We therefore uphold the
trial court's denial of Greer's motion to suppress and we affirm the
conviction.
Having said all of the
above, we are compelled to make an observation regarding the current state of
the law on this question. This law
pretends that a suspect comprehends the distinction between a seizure for
purposes of the Fourth Amendment and custody for purposes of Miranda
and the Fifth Amendment. As such, the
law further pretends that a suspect whose detention for Fourth Amendment
purposes has not yet progressed to the levels associated with formal arrest for
Fifth Amendment purposes will understand that he or she, without the benefit of
Miranda warnings, need not submit to police questioning. This reasoning is pure fiction and
folly.
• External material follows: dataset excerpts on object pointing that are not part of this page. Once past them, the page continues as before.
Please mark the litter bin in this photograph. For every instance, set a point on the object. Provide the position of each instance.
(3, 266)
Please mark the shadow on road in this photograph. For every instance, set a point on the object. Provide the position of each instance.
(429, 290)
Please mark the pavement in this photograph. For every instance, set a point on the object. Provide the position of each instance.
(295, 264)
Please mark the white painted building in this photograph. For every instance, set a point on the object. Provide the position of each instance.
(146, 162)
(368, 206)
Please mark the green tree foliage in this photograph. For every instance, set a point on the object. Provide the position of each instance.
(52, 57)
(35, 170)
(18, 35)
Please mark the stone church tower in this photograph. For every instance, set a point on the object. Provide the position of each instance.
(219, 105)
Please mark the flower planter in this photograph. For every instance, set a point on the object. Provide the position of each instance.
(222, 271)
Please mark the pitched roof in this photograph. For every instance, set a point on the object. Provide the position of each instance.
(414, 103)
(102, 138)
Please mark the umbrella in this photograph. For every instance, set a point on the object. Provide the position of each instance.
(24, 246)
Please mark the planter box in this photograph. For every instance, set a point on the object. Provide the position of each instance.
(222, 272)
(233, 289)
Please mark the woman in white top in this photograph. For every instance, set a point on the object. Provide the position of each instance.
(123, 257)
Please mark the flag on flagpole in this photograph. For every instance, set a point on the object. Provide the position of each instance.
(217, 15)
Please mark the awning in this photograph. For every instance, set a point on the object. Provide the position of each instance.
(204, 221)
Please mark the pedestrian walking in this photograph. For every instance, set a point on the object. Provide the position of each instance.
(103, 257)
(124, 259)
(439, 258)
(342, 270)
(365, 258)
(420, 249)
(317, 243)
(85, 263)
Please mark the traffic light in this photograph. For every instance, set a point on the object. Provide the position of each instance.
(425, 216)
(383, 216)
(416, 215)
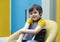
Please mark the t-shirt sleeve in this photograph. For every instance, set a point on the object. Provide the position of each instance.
(29, 20)
(42, 23)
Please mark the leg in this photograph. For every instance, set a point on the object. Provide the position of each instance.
(41, 35)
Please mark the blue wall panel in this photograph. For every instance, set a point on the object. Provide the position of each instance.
(18, 8)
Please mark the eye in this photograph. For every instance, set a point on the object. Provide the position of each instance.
(35, 12)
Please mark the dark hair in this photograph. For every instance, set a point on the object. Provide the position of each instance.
(37, 7)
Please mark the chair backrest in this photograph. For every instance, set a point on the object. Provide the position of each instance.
(51, 27)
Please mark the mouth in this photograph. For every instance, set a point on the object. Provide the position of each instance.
(34, 17)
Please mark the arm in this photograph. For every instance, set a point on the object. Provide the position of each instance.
(35, 31)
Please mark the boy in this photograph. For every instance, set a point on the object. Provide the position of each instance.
(27, 33)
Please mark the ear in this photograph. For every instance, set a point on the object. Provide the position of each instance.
(40, 14)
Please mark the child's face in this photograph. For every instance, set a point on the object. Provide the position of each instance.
(34, 15)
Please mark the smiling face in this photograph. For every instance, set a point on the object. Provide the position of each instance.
(34, 15)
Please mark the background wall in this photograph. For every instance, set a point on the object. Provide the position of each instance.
(58, 20)
(4, 18)
(18, 12)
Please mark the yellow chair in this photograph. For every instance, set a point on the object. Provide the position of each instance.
(51, 27)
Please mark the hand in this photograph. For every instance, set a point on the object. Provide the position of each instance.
(22, 30)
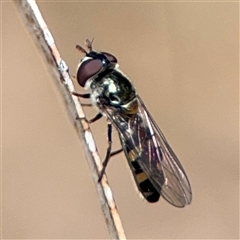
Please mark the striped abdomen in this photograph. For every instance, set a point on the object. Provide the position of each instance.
(144, 185)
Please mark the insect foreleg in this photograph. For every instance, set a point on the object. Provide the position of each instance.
(108, 154)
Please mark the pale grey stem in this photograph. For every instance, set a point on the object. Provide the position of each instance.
(57, 67)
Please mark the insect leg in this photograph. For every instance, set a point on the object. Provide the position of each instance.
(98, 116)
(85, 95)
(116, 152)
(108, 154)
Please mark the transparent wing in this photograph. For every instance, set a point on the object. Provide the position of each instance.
(153, 153)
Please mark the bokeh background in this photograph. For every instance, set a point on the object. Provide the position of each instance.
(183, 59)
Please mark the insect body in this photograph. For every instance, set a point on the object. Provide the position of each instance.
(156, 169)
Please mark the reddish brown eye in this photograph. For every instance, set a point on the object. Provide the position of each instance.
(110, 57)
(87, 70)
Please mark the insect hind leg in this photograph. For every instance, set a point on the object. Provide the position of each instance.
(109, 154)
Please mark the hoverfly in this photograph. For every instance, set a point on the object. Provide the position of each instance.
(155, 167)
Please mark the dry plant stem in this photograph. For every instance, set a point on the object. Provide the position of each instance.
(47, 48)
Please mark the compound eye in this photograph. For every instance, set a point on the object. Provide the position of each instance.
(110, 57)
(88, 69)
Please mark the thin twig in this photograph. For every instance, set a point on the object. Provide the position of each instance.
(58, 69)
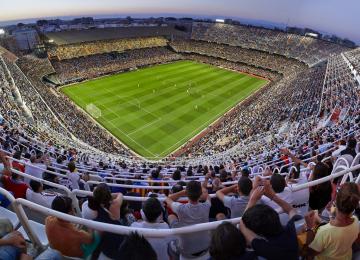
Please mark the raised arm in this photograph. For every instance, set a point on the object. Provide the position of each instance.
(220, 194)
(293, 157)
(270, 193)
(174, 197)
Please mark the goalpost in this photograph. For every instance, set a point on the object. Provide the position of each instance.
(93, 110)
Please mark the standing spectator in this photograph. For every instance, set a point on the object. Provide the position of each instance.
(196, 244)
(34, 168)
(237, 205)
(262, 228)
(335, 239)
(152, 215)
(37, 195)
(65, 236)
(16, 164)
(74, 177)
(15, 185)
(228, 243)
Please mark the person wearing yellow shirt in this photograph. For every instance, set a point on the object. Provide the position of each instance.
(335, 239)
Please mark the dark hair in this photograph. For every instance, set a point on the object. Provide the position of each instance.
(136, 247)
(102, 196)
(278, 183)
(223, 175)
(71, 166)
(227, 242)
(35, 185)
(263, 220)
(351, 143)
(152, 209)
(176, 188)
(176, 175)
(62, 204)
(347, 198)
(193, 190)
(155, 174)
(17, 155)
(245, 185)
(245, 172)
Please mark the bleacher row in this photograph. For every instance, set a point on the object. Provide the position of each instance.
(77, 50)
(30, 222)
(306, 49)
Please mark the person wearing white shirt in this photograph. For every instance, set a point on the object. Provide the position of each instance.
(340, 148)
(34, 169)
(278, 184)
(38, 196)
(153, 218)
(73, 176)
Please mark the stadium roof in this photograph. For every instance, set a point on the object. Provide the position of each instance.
(75, 36)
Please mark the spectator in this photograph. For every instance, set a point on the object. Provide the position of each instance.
(16, 164)
(15, 185)
(37, 195)
(136, 247)
(227, 243)
(65, 236)
(108, 209)
(193, 212)
(74, 177)
(350, 148)
(262, 228)
(335, 239)
(35, 168)
(237, 205)
(152, 217)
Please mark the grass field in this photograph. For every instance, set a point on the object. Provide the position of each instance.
(156, 110)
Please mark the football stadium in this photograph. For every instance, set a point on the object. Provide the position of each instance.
(179, 137)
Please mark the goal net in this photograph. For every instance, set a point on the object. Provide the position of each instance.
(93, 110)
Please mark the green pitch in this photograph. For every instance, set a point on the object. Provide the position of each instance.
(156, 110)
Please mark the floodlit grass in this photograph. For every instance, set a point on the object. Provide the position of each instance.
(156, 110)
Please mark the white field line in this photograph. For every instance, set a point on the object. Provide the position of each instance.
(144, 126)
(207, 124)
(117, 128)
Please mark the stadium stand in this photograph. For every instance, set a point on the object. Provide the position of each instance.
(282, 168)
(90, 48)
(306, 49)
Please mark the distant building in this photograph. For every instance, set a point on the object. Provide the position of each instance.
(26, 38)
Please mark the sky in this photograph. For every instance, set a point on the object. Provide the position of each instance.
(340, 17)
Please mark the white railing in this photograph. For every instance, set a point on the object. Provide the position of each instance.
(19, 203)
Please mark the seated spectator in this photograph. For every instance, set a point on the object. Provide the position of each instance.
(65, 236)
(152, 217)
(37, 195)
(108, 209)
(350, 148)
(5, 168)
(262, 228)
(74, 177)
(34, 168)
(196, 244)
(227, 243)
(320, 195)
(335, 239)
(15, 185)
(13, 246)
(237, 205)
(136, 247)
(18, 165)
(278, 184)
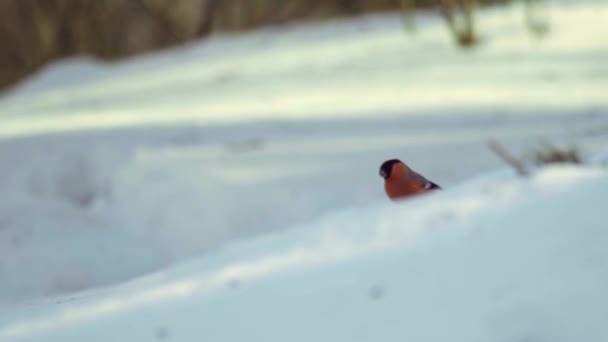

And, it forces those of us who
are duty bound to follow it to write decisions which look silly.
We could avoid this
situation if the law instead forthrightly declared that the admissibility of a
suspect's statement is governed solely by whether the statement was the product
of a formal arrest or circumstances associated with such an arrest—not by
whether the suspect grasped the distinction. The ability to change this law, however, does not lie within the
province of this court.
Based on existing law,
we uphold the trial court's order rejecting Greer's motion to suppress his
statement. Accordingly, we affirm the
conviction.
By the Court.—Judgment
affirmed.
This opinion will not be
published. See Rule 809.23(1)(b)4, Stats.
[3] We also reject Greer's reliance on United States v. Warner, 955 F.2d 441, 453 (6th Cir.), cert. denied, 112 S. Ct. 3050 (1992), which holds that the obligation to provide the Miranda warnings hinges on the status of the person questioned as a potential defendant, not on any custody assessment. This is contrary to Miranda and its progeny and Wisconsin law. Moreover, we observe that Warner was superseded by a subsequent decision that analyzes the issue in terms of custody and not on the status of the person questioned as a potential defendant. See United States v. Warner, 971 F.2d 1189, 1200-02 (6th Cir. 1992).